On 7/10/23 17:08, Tejun Heo wrote:
Hello, Waiman.
I applied the prep patches. They look good on their own.
On Tue, Jun 27, 2023 at 10:34:59AM -0400, Waiman Long wrote:
...
cpuset. Unlike "cpuset.cpus", invalid input to "cpuset.cpus.exclusive"
will be rejected with an error. This new control file has no effect on
We cannot maintain this as an invariant tho, right? For example, what
happens when a parent cgroup later wants to withdraw a CPU from its
cpuset.cpus which should always be allowed regardless of what its
descendants are doing? Even with cpus.exclusive itself, I think it'd be
important to always allow ancestors to be able to withdraw from the
commitment as with other resources. I suppose one can argue that giving
exclusive access to CPUs is a special case which doesn't follow this rule
but cpus.exclusive having to be nested inside cpus which is subject to that
rule makes that combination too contorted.

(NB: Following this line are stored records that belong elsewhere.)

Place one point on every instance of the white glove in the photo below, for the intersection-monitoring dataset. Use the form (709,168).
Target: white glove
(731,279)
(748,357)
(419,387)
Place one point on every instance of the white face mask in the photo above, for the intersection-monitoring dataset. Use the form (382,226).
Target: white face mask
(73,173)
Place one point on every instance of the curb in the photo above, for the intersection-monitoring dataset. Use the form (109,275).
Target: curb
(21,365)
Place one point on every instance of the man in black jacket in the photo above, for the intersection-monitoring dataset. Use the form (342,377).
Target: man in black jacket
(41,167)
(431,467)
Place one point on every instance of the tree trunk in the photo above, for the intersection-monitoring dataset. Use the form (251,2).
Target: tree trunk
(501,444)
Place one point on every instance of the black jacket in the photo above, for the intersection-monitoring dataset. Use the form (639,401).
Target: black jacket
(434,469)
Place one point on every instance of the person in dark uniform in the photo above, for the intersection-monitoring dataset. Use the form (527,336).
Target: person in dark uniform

Would it be difficult to follow how isolation modes behave when the target
configuration can't be achieved?
I would like to clarify that withdrawal of CPUs from
cpuset.cpus.exclusive is always allowed. It is the addition of CPUs not
presents in cpuset.cpus that will be rejected. The invariant is that
cpuset.cpus.exclusive must always be a subset of cpuset.cpus. Any change
that violates this rule is not allowed. Alternately I can silently
dropped the offending CPUs without returning an error, but that may
surprise users.
BTW, withdrawal of CPUs from cpuset.cpus will also withdraw them from
cpuset.cpus.exclusive, if present. This allows the partition code to use
cpuset.cpus.exclusive directly to determine the allowable exclusive CPUs
without doing an intersection with cpuset.cpus each time it is used.
Please let me know if you want a different behavior.